The Hutton inquiry has been riveting for Whitehall watchers. It is as if we had been invited not just to peep into the secret garden of Number 10, but to walk around the offices and peer into all the filing cabinets. This has led to wishful thinking among some constitutional reformers who suggest that in 2005, when the 2000 Freedom of Information Act finally comes into force, we will be able to do precisely that.
Hutton has helped to revive the government's promise of a civil service act, designed to draw clearer boundaries between the roles of ministers, civil servants and special advisers. But freedom of information (FOI) is unlikely to be significantly advanced.
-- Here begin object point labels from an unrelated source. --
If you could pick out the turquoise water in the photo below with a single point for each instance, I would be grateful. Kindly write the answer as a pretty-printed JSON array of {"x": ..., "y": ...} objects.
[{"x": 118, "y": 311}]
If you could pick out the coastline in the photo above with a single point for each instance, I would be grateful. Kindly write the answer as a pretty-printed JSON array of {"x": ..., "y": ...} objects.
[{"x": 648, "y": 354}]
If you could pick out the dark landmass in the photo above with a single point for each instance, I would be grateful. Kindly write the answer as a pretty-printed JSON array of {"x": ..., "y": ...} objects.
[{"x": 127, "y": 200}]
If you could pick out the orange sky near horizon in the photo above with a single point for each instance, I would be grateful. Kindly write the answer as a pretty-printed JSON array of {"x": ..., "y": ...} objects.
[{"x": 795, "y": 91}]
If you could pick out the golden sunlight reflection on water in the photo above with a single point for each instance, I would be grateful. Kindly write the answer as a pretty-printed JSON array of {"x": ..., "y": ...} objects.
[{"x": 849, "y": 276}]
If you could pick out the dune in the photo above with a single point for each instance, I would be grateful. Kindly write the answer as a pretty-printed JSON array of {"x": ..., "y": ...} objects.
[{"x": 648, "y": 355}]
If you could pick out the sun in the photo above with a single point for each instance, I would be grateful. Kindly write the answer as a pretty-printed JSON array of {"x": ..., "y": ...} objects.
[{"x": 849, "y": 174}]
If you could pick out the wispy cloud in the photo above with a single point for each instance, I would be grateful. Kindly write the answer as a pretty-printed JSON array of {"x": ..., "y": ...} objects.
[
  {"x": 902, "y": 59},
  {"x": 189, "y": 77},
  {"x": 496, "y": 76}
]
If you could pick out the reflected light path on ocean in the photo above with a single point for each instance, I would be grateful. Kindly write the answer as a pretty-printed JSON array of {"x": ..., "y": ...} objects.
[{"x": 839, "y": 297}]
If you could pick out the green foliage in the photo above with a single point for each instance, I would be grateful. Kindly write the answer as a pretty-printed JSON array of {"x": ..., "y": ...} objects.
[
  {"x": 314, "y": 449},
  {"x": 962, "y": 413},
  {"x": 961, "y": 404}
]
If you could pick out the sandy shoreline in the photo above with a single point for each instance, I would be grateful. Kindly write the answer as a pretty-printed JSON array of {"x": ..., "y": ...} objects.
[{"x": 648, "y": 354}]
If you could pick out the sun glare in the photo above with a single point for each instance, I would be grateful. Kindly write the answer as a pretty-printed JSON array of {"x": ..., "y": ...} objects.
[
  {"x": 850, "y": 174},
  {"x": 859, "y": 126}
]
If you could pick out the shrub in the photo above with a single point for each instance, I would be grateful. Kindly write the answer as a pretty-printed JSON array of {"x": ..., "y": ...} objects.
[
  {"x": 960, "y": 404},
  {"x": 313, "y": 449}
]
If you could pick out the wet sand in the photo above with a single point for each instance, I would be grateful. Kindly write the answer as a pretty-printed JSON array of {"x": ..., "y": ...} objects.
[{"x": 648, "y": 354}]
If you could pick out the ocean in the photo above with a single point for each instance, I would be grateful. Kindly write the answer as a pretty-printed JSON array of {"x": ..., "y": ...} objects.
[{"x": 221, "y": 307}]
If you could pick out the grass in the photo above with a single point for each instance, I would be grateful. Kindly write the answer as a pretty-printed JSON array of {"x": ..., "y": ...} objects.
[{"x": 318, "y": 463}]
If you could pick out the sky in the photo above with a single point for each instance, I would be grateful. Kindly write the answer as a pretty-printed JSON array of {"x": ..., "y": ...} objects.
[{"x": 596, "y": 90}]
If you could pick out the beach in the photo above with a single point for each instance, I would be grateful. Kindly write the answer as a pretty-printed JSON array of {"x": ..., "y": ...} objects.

When Hutton shines his spotlight into the darker corners of Whitehall, he enjoys a degree of co-operation which the ordinary FOI "requester" can only dream of. There are four main reasons why the disclosures to Hutton should not be equated with the kind of information we will get to see under FOI: resources, exemptions, speed and government attitude.
First, resources. The Hutton inquiry will cost about ?2m, and much more in terms of civil servants' diverted time. Under the FOI Act, Whitehall guidelines advise departments that they can refuse requests which will cost more than about ?500 to answer, in order to prevent undue diversion of resources. All FOI laws require some such protection to guard departments against unduly voluminous requests or fishing expeditions. But?500 would not have taken the Hutton inquiry very far.
The second reason lies in the exemption regime. The secretary to the Hutton inquiry, Lee Hughes, was the official in charge of FOI in Whitehall, and has applied FOI principles in editing the documents before they are published on the website. At least two pages have been withheld on grounds of national security, and a lot of personal details have been deleted to protect privacy. But much more could have been withheld, under the FOI Act exemptions for defence, international relations, formulation of government policy and the free and frank provision of advice. Because of the intense public interest in the Hutton inquiry, Hughes was able to take a bold view of the overriding public interest in disclosure. Few of his colleagues will be quite so bold when responding to FOI requests, and will find plenty in the multiple exemptions to justify nondisclosure. By international standards, Britain's FOI Act has a particularly broad exemption for policy advice, with no requirement to disclose purely factual material, or statistical, scientific and technical reports of the kind David Kelly prepared. Most unusually, the final decision on release is left to ministers, who are unlikely to disclose policy advice which does not support their decisions.
Next, speed of response. Hutton gets documents within days, sometimes hours. The FOI Act requires departments to respond to a request within 20 days, but the time limit can be extended, and in overseas jurisdictions complex or tricky requests often take months, especially when departments need to consult lawyers or third parties before deciding how much to release. If information is withheld, and the FOI requester decides to appeal, the appeal can take years. For a journalist, having to wait months or even years for information will generally kill off a story.
Finally, the government's attitude. Having set up the Hutton inquiry, the Blair government can hardly decline to co-operate. Ministers and officials have leaned over backwards to help. Once the inquiry is over, it will be business as usual. We know the government's business as usual attitude from its response to two recent reports from the ombudsman, Ann Abraham, who had recommended disclosure of lists of ministerial gifts and possible ministerial conflicts of interest. In the former case, she revealed that the lord chancellor, who favoured disclosure, had been overruled when Jonathan Powell, Blair's chief of staff, decided that press coverage of a "huge list of gifts" would be too embarrassing. Both Abraham's recommendations were swept aside, leading her to threaten to withdraw from investigating access to information complaints if this was how the government responded.
It is not generally recognised, especially by officials who fear the advent of FOI, just how many cards the government continues to hold. It can stand pat, and decide to release nothing. It can play for time, and release information late, or in dribs and drabs. If taken to appeal, departments can argue the toss with the information commissioner, delaying matters further. If the commissioner orders disclosure on public interest grounds, ministers can veto his decision.
These fears are not fanciful. All these things have happened in other countries; they are likely to happen here. True, the FOI Act has an overriding public interest test. On that, let the last word rest with Richard Scott. In the course of his inquiry into arms for Iraq, Scott became a wise and weary Whitehall watcher. His report concluded: "where disclosure might be politically or administratively inconvenient, the balance struck by the government comes down, time and again, against full disclosure." Scott had no lasting impact on changing that culture; neither will Hutton.